Win 2008 Terminal Server Network App Crashing

How many Microsoft Developers does it take to change a lightbulb? None. They just make darkness the new standard.

You can no longer safely run applications from a network location in Windows 2008 & R2 terminal server. When a user opens a program across the network and logs off, it will crash the program for all other users running it on the same server.  It appears that Microsoft is no longer supporting functionality that has been present for 20+ years and is not going to fix the bug due to "Architectural Changes" in Windows 2008.

Here is a summary of the issue:
  1. When a user opens any network application in a 2008 or R2 Terminal Server environment, the OS creates a File Control Block (FCB). The FCB is a handle that the OS uses to access the program file loaded into memory.

  2. If another user on the terminal server opens the same program, the OS will give the second user access to the first user’s FCB and access to that part of the original user’s memory space that stores the executable.

  3. When the first user logs off, all their FCB’s are dropped and become inaccessible to other users that were sharing them.

  4. The next action the remaining users perform in the program fails and it crashes the application because it cannot access the program files.

You can see this reported in the Application event log on two entries with the same time stamp:
  • Application Error, Event ID 1000 – “Faulting application xxxxx.exe, version xxxxx…”

  • Application Error, Event ID 1005 – “Windows cannot access the file for one of the following reasons: there is a problem with the network connection, the disk that the file is stored on, or the storage drivers installed on this computer; or the disk is missing.
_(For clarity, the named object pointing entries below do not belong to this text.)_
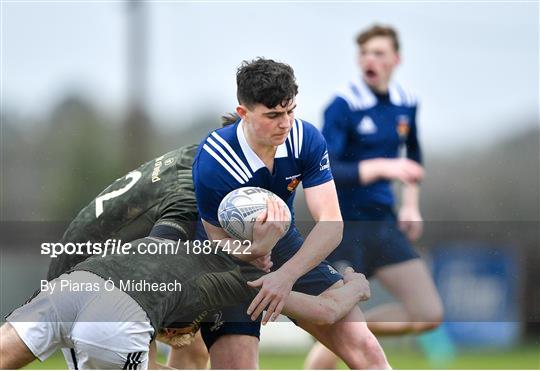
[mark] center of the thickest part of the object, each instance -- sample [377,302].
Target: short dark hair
[265,81]
[378,30]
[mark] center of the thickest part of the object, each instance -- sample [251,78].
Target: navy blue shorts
[372,242]
[235,321]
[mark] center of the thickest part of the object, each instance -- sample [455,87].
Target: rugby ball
[239,209]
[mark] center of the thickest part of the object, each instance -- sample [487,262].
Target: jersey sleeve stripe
[300,124]
[228,159]
[223,163]
[233,153]
[295,139]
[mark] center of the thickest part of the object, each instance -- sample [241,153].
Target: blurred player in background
[366,125]
[265,146]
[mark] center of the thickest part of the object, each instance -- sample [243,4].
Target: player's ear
[241,110]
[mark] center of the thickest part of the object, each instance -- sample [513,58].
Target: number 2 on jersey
[134,176]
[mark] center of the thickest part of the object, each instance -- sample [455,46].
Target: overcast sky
[474,65]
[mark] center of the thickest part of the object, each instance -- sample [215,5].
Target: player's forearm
[410,196]
[325,309]
[320,242]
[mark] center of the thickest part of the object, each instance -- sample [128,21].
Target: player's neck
[264,151]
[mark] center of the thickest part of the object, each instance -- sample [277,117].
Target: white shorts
[97,329]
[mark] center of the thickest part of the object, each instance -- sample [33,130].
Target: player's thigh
[411,283]
[39,325]
[235,352]
[13,351]
[193,356]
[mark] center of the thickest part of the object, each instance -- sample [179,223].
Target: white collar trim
[255,163]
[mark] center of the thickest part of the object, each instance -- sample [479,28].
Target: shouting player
[157,199]
[366,125]
[97,310]
[268,148]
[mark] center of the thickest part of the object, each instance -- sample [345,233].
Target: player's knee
[369,354]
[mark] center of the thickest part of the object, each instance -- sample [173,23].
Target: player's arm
[330,306]
[410,218]
[323,204]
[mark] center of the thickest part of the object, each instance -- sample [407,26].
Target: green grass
[525,357]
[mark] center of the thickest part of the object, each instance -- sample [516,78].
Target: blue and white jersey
[361,125]
[225,162]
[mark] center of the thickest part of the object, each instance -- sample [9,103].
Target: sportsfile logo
[325,162]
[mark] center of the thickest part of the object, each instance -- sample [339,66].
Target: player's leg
[34,330]
[13,351]
[419,307]
[237,352]
[232,339]
[351,340]
[194,356]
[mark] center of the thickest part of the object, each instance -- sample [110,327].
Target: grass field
[526,357]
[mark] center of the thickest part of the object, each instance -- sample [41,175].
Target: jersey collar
[255,163]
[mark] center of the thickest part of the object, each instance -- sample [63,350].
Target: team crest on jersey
[403,126]
[293,183]
[366,126]
[325,162]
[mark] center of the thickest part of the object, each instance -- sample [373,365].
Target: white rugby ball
[239,209]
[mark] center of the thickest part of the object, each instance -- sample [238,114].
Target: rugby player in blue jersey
[366,125]
[265,146]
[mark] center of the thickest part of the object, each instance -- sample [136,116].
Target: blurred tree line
[53,167]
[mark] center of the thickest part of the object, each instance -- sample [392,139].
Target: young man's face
[268,126]
[377,59]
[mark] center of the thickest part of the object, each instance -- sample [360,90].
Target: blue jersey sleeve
[210,186]
[314,155]
[335,131]
[414,152]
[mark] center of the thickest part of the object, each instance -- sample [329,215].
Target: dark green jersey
[208,281]
[158,193]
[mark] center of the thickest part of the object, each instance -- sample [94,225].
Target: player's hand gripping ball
[239,209]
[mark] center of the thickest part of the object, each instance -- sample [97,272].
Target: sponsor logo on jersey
[325,162]
[403,126]
[294,181]
[366,126]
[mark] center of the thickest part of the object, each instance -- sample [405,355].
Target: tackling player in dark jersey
[157,199]
[108,324]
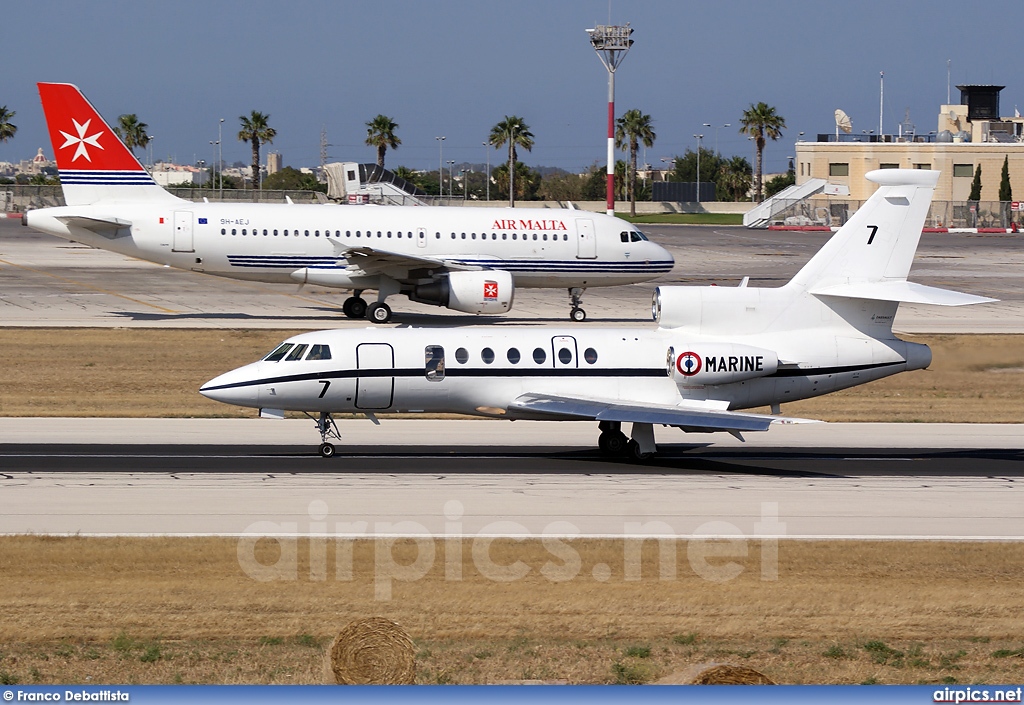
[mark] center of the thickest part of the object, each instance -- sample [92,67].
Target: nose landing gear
[328,429]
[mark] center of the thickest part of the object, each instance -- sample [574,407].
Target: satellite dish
[843,123]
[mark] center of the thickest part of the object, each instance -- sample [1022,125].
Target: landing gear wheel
[612,443]
[354,307]
[379,313]
[634,454]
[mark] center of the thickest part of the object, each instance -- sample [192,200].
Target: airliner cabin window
[279,353]
[435,363]
[296,354]
[320,353]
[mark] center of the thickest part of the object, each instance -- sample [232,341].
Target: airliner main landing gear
[613,443]
[576,296]
[354,306]
[328,429]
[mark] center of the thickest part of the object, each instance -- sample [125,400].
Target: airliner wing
[689,418]
[107,226]
[372,260]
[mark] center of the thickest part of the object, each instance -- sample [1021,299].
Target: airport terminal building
[968,135]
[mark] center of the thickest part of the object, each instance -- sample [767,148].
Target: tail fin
[870,256]
[94,165]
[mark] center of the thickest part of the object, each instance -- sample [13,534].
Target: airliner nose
[240,386]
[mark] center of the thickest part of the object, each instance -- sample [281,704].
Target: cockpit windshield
[279,353]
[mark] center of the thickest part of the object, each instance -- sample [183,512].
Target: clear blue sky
[457,68]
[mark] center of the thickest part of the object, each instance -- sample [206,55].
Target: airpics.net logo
[407,551]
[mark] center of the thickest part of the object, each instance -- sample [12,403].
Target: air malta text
[528,224]
[747,363]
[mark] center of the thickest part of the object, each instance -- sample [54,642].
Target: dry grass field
[160,610]
[157,372]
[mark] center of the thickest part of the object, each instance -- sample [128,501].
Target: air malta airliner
[468,259]
[716,351]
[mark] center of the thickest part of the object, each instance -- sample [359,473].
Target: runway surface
[821,481]
[45,281]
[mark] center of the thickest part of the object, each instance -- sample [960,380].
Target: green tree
[511,130]
[380,133]
[633,129]
[131,131]
[7,128]
[1006,191]
[761,122]
[256,130]
[976,185]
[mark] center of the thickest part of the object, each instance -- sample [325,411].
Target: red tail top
[82,141]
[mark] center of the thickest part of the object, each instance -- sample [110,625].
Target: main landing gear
[576,297]
[613,443]
[328,429]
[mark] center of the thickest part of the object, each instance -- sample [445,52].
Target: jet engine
[487,291]
[719,363]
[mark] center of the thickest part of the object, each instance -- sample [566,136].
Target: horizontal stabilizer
[107,226]
[901,291]
[688,418]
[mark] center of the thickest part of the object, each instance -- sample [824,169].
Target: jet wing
[107,226]
[373,260]
[688,417]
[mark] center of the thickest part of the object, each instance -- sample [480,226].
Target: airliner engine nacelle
[488,291]
[693,307]
[717,363]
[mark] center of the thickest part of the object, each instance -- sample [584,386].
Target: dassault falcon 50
[716,350]
[468,259]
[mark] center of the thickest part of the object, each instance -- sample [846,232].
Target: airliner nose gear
[576,296]
[328,429]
Windows closed the program XXXXX because of this error.”
Microsoft says the "New Standard" is to load applications locally or use a WebDAV share. Local install works ok in one or two-server environments, not so well in 400+ server environments. Applying program updates to multiple servers is an administrative nightmare and a waste of resources as your environment grows. And WebDAV? Really?

We've gotten past Microsoft's Offshore Support Defense Forces and we're finally in discussions with high-level US engineers at Microsoft. We're attempting to convince them of the gravity of the issue and to resolve it. The engineers have acknowledged that they have received multiple reports of the issue but that MS development is refusing to fix it.
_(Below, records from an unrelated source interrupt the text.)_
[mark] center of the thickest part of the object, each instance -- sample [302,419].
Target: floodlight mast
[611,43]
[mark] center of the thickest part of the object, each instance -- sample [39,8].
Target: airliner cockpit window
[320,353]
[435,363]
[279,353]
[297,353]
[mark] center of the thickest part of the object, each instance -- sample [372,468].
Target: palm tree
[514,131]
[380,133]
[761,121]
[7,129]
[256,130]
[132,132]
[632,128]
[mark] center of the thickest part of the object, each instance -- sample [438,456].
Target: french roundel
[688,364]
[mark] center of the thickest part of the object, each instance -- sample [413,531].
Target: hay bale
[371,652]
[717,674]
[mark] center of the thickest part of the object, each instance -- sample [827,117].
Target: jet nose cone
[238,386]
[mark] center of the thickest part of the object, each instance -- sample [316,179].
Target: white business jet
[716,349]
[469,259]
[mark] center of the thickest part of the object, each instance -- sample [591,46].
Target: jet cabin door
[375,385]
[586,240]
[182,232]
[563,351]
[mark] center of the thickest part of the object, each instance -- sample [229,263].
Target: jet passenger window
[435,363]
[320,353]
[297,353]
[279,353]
They said that the bug is coded deep in the 2008 OS and would require architectural redesign, so they are reluctant to make any changes. It looks like they tried to fix it in 2008 R2, because it now shares the FCB of the last user who opened the program file instead of the first, but it still crashes when they log off before another user grabs the ball.
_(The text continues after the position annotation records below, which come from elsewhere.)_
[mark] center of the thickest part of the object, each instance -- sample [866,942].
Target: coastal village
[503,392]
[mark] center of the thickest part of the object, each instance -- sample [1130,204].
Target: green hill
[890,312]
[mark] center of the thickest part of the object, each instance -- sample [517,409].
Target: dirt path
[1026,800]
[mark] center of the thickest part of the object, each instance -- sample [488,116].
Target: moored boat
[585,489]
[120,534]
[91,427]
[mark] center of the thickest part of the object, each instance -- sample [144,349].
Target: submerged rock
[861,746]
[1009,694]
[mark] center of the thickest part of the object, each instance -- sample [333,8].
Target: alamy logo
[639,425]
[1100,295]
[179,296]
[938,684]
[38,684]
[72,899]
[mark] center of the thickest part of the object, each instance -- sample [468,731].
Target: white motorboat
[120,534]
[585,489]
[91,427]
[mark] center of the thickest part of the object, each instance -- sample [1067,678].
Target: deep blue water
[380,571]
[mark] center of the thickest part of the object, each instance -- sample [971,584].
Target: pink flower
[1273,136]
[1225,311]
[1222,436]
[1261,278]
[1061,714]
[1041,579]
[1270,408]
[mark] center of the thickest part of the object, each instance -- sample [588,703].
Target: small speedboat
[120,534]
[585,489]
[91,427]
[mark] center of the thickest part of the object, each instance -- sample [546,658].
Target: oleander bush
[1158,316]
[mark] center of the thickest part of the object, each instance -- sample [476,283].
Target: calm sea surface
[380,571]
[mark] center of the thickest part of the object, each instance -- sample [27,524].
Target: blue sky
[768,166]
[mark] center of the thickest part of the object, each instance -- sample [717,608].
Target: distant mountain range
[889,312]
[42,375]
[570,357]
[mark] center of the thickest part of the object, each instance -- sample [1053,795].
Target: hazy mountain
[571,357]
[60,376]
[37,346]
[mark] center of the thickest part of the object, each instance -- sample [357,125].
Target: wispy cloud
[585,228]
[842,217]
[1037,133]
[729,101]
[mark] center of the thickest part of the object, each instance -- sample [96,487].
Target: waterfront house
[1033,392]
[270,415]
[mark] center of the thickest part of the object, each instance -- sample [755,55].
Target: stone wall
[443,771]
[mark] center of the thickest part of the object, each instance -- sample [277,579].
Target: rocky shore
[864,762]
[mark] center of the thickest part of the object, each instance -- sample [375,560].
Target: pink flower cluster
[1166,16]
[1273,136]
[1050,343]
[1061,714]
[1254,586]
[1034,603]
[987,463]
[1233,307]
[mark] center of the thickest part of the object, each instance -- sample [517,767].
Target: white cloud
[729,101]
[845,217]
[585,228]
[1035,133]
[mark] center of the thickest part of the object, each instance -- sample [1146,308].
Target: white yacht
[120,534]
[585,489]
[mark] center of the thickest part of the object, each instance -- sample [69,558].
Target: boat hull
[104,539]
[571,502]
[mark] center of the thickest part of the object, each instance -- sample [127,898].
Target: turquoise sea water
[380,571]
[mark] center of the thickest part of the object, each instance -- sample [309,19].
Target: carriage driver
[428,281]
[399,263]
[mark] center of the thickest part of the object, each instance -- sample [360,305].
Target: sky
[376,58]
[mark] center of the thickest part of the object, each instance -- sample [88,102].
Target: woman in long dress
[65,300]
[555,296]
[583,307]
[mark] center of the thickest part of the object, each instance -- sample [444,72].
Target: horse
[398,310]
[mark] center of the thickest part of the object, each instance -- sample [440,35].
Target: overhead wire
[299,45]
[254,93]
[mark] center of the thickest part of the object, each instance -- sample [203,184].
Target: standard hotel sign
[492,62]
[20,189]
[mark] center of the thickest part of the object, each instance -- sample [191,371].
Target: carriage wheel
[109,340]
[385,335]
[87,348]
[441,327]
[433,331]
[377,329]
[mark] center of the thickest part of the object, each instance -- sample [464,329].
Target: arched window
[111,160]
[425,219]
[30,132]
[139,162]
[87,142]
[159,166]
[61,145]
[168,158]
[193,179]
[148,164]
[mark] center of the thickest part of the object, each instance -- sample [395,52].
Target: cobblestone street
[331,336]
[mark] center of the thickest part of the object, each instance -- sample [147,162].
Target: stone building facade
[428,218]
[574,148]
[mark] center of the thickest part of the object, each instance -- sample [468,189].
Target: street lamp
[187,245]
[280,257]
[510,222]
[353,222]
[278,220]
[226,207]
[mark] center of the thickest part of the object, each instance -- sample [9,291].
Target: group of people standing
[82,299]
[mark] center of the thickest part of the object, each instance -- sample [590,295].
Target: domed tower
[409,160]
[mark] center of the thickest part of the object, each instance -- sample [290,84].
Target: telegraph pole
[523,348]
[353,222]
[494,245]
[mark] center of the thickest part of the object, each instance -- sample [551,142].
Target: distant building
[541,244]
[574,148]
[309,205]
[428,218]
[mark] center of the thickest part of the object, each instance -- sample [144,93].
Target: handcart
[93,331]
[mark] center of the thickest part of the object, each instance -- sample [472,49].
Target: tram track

It seems like they forked in the wrong direction and locked themselves in a faulty design.

Update - 2016.11.03 - The Microsoft KB article 2536487 states that Windows Server 2016 fixes this issue.  If you have installed Windows 2016 and verified that this is fixed, I would love to hear from you in the comments.  Thanks!

Update - 2012.05.01 - Multiple responders have reported that accessing the network files over a DFS share eliminates the FCB errors.  See comments below.

Update - 2011.09.23 - We have had some success running the programs from a UNC path instead of using the mapped network drive.  This is still in testing, but I believe you may also need to remove the mapped drive to eliminate the application crashes. If this works in your environment, please post back in the comments.